Carine Beigbeder aims to bring longevity to Bourrienne Paris X
Carine Beigbeder aims to bring longevity to Bourrienne Paris X – Bourrienne Paris X

“The idea was to build a brand inspired by historical details and the shirtmakers of yesteryear. We realised that the men’s wardrobe had lost much of the richness it once had.”

Today, the Bourrienne Paris X wardrobe is rooted in both French stylistic heritage and modern fashion, having opened up to womenswear as early as its second season. This now accounts for more than half of the house’s turnover.

In search of quality materials

“For women, the shirt was a vehicle of emancipation as womenswear became uncorseted and a little freer. It wasn’t necessarily at the same time, but that’s not the point,” explained Beigbeder.

Bourrienne Paris X now goes beyond the shirt and has launched men’s trousers on pre-order, cut from a very heavy Belgian linen, “as if coated with a fine layer of beeswax, which gives it a very new and very innovative look,” in the CEO’s words.

Details play an important role in Cécile Faucheur's work
Details play an important role in Cécile Faucheur’s work – Bourrienne Paris X

At Bourrienne Paris X, the linen comes from Belgium, the poplin from Italy, the embroidered trims inspired by the Hôtel de Bourrienne are made by a century-old manufacturer in northern France, the pleating by a Breton artisan, and the mother-of-pearl is sourced from Australia. The shirts, meanwhile, are made in Portuguese and Romanian workshops, and the house is considering other production sites elsewhere in Eastern Europe.

Priority given to digital

Soon to mark its tenth anniversary, Bourrienne Paris X is now in its third year of profitability. Struck by the Covid-19 pandemic after a loss-making start, the brand managed to “keep its head above water,” thanks to digital, which provides sufficient data to respond to its customers’ tastes. The company has self-financed its digital investments and plans to double them in 2026 to accelerate growth, a priority given that its e-commerce site generates over 50% of its sales.

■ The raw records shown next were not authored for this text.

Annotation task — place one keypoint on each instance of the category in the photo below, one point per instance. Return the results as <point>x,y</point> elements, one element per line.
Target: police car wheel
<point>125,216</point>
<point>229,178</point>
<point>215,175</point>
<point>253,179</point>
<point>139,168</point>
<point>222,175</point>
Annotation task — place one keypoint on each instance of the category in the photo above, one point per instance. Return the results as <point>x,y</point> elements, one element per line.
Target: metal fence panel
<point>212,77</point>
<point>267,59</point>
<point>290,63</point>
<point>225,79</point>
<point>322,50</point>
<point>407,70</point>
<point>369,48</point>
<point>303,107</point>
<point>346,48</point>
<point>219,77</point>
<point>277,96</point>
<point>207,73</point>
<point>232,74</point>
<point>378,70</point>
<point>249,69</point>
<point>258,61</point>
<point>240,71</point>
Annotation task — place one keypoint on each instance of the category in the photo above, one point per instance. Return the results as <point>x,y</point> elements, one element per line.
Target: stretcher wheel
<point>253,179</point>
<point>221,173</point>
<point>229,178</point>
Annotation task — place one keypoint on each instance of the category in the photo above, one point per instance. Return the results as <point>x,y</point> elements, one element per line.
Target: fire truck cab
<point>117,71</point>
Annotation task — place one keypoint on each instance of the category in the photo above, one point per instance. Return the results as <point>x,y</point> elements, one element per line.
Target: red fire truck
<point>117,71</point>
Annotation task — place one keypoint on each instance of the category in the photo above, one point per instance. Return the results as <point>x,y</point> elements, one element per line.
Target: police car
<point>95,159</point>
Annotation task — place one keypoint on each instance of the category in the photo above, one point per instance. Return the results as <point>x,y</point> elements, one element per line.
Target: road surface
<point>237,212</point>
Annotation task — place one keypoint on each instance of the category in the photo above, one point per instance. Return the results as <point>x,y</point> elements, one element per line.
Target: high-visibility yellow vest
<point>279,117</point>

Bourrienne Paris X is largely inspired by the Hôtel de Bourrienne
Bourrienne Paris X is largely inspired by the Hôtel de Bourrienne – Hôtel de Bourrienne

Bourrienne Paris X also invests in SEO, and in Google, Pinterest and Meta campaigns tailored to each of the countries where it is sold, namely the United States, England, Switzerland, Canada and Australia. Customs duties, included in the final price across the Atlantic, are no longer an issue for the brand, thanks to the purchasing power of its American customers.

International expansion

With 60% of its sales generated abroad, the label is stocked by a number of department stores, including Le Bon Marché’s men’s department in Paris, as well as Bongénie in Geneva and Zurich, Lane Crawford in Hong Kong, and Isetan, Tomorrowland, United Arrows and Wako in Japan. This is why it is presenting its project to the DHL Prize jury this year.

The brand is a finalist for the DHL 2025 Award
The brand is a finalist for the DHL 2025 Award – Bourrienne Paris X

The brand remains based at 58 Rue d’Hauteville, opposite the Hôtel of the same name, in the 10th arrondissement of Paris. It’s not unusual for curious customers to be invited to discover the place that inspires the brand with each new collection. The brand’s desire to prioritise digital shapes its approach to welcoming investors, whose most valuable contribution would be their expertise.

For the time being, beyond the brand’s growth, Beigbeder is focused on a mission that is no less important: ensuring that Bourrienne Paris X stands the test of time. A “real challenge” consisting of remaining faithful to the house’s convictions and avoiding, as far as possible, the pull of passing trends.